COUP-TFII inhibits TGF-β-induced growth barrier to promote prostate tumorigenesis

Qin et al. Nature 493: 236-240, 2013

Speaker: Chung-Tend Wang (王崇騰)                           Time: 14:00~15:00, May 29, 2013

Commentator: Dr. Cheng-Chan Lu (呂政展老師)          Place: Room 601

Abstract:

Loss of phosphatase and tensin homologue (PTEN) function, through deletion, mutation, or reduced expression, has been well documented in prostate cancer with an estimated frequency of ∼40%.¹ However, the precise mechanism underlying how indolent tumours with PTEN alterations acquire metastatic potential remains poorly understood. Recent studies suggest that upregulation of transforming growth factor(TGF-β) signalling triggered by PTEN loss will form a growth barrier to inhibit prostate tumorigenesis.² Expression analysis of the microarray database Oncominerevealed higher COUP-transcription factor II (COUP-TFII) expression in prostate tumour cells and in metastatic prostate cancer than in primary prostate cancer.³ In this study, the authors found that high levels of COUP-TFII correlated with increased risk of tumor recurrence and decreased survival. In support of this idea, they further showed that prostate-specific knockout of the COUP-TFII gene in PTEN-null mice prevented progression of low-grade prostatic intraepithelial neoplasia (PIN) lesions to advanced PIN or adenocarcinoma and diminished cancer cell proliferation without affecting angiogenesis. By contrast, COUP-TFII overexpression cooperated with PTEN loss accelerated the development of PIN and progression to invasive disease and enhanced metastasis. COUP-TFII was inversely correlated with TGF-β signaling in human prostate tumors, suggesting that COUP-TFII facilitates metastasis by suppressing TGF-β-dependent gene expression.

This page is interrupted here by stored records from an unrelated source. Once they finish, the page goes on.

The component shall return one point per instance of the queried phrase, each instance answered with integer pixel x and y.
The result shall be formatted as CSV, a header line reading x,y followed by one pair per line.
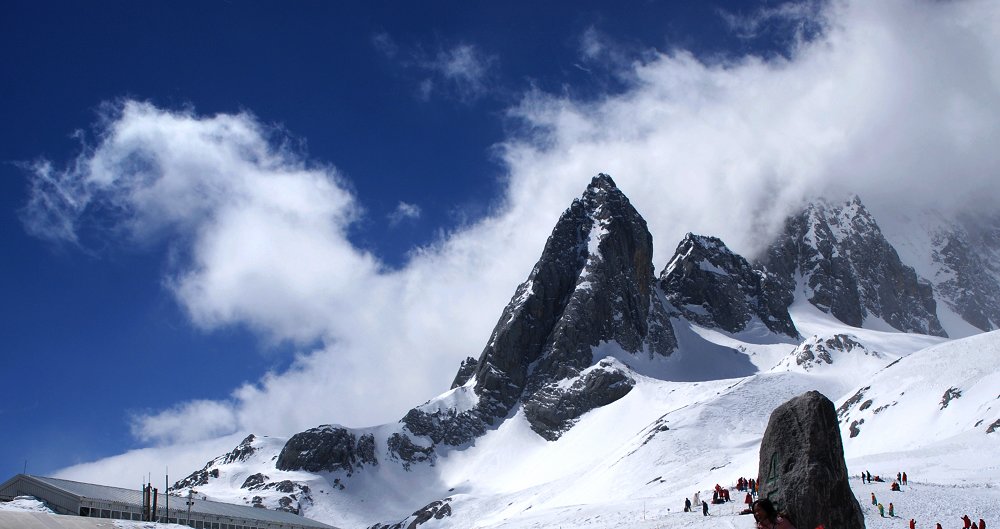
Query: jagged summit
x,y
594,355
592,284
714,287
848,269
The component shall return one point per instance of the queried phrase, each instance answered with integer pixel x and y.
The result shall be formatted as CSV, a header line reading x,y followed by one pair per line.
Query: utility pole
x,y
190,502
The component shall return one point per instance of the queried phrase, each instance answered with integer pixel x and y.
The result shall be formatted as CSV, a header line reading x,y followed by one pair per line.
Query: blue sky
x,y
222,218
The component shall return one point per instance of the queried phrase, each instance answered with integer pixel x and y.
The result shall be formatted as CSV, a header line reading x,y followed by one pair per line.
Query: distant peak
x,y
602,181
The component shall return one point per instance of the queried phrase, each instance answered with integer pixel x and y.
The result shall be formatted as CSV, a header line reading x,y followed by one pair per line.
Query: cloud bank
x,y
897,101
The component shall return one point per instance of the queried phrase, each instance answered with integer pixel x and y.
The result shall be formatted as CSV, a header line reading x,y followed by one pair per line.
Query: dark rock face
x,y
850,269
818,350
447,427
465,372
554,408
326,449
593,284
714,287
802,468
436,509
402,448
242,452
970,278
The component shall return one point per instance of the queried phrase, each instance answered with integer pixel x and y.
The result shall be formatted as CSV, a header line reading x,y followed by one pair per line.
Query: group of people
x,y
697,500
969,524
900,478
748,485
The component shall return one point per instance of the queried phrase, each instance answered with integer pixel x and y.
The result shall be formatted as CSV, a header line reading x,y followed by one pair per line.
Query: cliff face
x,y
714,287
849,269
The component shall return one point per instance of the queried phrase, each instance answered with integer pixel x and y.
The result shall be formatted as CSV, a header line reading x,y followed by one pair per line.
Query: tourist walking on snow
x,y
767,516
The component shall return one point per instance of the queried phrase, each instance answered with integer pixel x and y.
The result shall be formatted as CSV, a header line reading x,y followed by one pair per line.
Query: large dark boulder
x,y
802,468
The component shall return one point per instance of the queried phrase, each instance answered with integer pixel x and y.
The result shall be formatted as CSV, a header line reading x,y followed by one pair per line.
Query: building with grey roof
x,y
100,501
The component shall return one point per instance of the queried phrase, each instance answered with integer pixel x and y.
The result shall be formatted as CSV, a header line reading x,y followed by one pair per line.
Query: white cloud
x,y
404,211
896,100
175,426
462,71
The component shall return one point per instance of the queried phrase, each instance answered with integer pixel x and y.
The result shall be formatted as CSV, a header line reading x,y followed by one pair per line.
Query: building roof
x,y
134,497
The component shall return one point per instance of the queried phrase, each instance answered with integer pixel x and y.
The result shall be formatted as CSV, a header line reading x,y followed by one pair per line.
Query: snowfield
x,y
631,464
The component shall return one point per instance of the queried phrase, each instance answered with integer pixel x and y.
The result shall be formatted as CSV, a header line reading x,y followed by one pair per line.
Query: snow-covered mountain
x,y
605,396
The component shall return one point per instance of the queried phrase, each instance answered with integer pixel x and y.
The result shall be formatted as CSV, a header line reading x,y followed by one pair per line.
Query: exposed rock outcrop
x,y
802,468
850,270
593,284
326,449
714,287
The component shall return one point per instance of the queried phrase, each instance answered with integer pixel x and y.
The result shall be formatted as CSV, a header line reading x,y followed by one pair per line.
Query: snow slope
x,y
632,463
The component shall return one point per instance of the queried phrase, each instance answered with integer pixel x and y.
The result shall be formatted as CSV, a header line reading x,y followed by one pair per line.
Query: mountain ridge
x,y
582,339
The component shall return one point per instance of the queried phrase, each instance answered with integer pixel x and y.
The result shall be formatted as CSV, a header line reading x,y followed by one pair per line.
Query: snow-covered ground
x,y
632,463
914,403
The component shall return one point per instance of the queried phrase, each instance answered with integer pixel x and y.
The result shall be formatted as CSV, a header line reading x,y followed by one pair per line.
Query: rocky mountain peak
x,y
712,286
847,268
593,284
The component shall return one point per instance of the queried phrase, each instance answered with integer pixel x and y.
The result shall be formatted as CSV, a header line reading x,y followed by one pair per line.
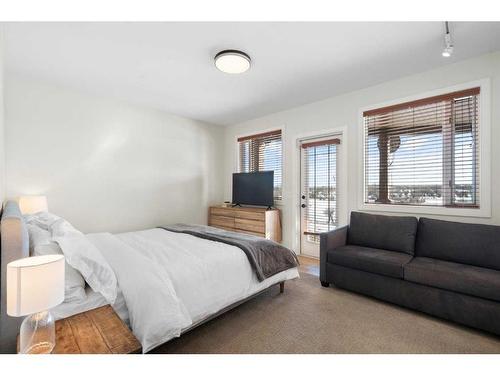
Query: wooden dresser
x,y
257,221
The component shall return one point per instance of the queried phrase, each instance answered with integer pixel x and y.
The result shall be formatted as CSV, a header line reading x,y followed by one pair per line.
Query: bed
x,y
162,282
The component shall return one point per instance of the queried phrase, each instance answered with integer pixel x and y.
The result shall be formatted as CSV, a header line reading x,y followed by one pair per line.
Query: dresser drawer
x,y
250,225
219,211
251,215
222,221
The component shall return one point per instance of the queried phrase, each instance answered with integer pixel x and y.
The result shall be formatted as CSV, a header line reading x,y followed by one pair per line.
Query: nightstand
x,y
98,331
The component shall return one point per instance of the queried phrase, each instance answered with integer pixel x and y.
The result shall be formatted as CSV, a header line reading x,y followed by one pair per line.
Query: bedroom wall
x,y
107,165
343,111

These findings reveal that the destruction of the TGF-β-dependent barrier by COUP-TFII is crucial for the progression of PTEN-mutant prostate cancer into a life-threatening disease, and support COUPTFII as a potential drug target for the intervention of metastatic human prostate cancer.

References

1.      Pourmand, G. et al. (2007) Role of PTEN gene in progression of prostate cancer Urol. J. 4: 95–100.

2.      Ding, Z. et al. (2011) SMAD4-dependent barrier constrains prostate cancer growth and metastatic progression. Nature 470: 269–273.

3.      Tomlins, S. A. et al. (2007) Integrative molecular concept modeling of prostate cancer progression. Nat. Genet. 39: 41–51.